(Host) The Democratic and Independent candidates for the U.S. House and Senate have joined Senator Patrick Leahy in a call for an increase in the federal minimum wage.
But the candidates’ position on the wage issue was already well-known. Today’s news conference was a chance for Leahy to campaign for Peter Welch and Bernie Sanders.
VPR’s John Dillon reports:
(Dillon) Senator Leahy’s joint appearance with Sanders and Welch highlights a key strategy for Democrats in this campaign.
Leahy, who was first elected to the Senate in 1974, is the most popular politician in Vermont. A recent Survey USA poll puts his favorability ratings at almost 70%.
Vermont’s senior senator is clearly trying to use his popularity and influence with voters to boost the chances of Sanders and Welch.
(Leahy) “I have no greater priority than seeing both of these men get elected to Congress.

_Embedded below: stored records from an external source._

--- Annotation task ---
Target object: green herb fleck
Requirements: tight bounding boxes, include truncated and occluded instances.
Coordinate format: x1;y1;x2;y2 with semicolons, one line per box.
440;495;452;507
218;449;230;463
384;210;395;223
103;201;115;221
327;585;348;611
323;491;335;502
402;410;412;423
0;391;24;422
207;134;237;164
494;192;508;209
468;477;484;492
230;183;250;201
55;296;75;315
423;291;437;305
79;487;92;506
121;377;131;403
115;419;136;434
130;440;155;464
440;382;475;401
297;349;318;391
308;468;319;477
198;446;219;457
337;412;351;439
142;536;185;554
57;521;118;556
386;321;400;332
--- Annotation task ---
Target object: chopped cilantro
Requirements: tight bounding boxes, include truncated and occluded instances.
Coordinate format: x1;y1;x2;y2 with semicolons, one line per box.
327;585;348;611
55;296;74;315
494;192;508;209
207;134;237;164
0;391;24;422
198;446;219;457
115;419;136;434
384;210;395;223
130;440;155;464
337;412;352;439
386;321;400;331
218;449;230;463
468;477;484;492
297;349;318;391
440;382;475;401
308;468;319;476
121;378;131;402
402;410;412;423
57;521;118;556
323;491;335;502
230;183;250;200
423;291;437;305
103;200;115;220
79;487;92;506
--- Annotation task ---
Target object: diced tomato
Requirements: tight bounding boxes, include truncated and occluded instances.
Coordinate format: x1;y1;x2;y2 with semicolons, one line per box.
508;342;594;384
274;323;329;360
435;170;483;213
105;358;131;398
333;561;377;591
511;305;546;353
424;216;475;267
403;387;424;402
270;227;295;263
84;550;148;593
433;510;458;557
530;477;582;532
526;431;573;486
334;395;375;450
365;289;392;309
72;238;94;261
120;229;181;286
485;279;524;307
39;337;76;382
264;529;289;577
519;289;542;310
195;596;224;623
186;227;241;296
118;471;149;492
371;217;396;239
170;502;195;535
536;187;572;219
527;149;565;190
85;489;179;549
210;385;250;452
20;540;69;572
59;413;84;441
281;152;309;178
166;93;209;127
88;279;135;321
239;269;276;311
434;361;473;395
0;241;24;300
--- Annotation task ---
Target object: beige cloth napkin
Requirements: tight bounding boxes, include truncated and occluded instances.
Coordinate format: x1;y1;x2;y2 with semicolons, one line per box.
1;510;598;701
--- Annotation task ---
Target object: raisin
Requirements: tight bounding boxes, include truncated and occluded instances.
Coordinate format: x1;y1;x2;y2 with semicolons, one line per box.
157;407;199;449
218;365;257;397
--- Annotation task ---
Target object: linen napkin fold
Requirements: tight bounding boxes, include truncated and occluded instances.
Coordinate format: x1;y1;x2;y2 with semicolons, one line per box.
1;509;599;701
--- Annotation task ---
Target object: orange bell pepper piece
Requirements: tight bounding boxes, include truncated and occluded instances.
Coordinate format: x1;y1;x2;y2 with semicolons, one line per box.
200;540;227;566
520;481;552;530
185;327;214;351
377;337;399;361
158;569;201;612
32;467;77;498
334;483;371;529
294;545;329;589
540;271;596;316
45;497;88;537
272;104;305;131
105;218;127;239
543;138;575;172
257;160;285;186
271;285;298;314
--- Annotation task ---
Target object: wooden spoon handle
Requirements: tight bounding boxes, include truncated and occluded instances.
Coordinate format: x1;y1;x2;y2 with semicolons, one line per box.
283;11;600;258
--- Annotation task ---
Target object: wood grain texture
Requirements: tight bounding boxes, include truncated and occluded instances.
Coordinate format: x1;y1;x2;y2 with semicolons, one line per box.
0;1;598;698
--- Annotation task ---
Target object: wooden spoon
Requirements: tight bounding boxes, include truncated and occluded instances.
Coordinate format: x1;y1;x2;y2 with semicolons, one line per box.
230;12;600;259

We have a rubber-stamp Congress that will not ask questions, does not serve as check as balances, something that the Congress historically and constitutionally is supposed to do.”
(Dillon) Leahy joked with photographers at the news conference that they were taking the first pictures of the state’s next congressional delegation. He says he’s campaigned all over the state for Welch and Sanders, and that people from his organization are assisting as well. He says the political balance in the House and Senate could hinge on the outcome of the Vermont elections.
(Leahy) “It could very well come down – this is not hyperbole — to one seat in the House, one seat in the House and Senate. Besides which, I’d like Vermont to send a very strong message that we want this administration to move in a new direction. I’d like to send a very strong message that it’s not working – rubber stamp government is not working.”
(Dillon) Welch, a Windsor County senator, said the first bill he will introduce if elected would be to raise the minimum wage.
(Welch) “It’s a disgrace that people would work 40 hours a week and not beat the poverty line. The minimum wage, as Congressman Sanders has said, has not been raised in nine years, and in that time Congress has had nine pay increases totaling $31,000 approved by the Republican leadership. This is wrong.”
(Dillon) Sanders described the issue in moral terms.
(Sanders) “We need a government that is going to stand up and represent ordinary people. It is not acceptable in America that there are people today working for $5.15 an hour and trying to support a family. That is not what this country is supposed to be about.”
(Dillon) The federal minimum wage is now $5.15 an hour. Legislation that Sanders and Welch support would raise it to $7.25 an hour. Vermont’s minimum wage is already at that level.
Richard Tarrant, Sanders main Republican opponent, said Sanders voted against boosting the federal minimum wage as part of a bill to raise the exemption to the federal estate tax. A Sanders spokesman said the congressman voted against the measure because it amounted to a giveaway to the wealthy, and would have raised the federal deficit.
For Vermont Public Radio, I’m John Dillon in Burlington.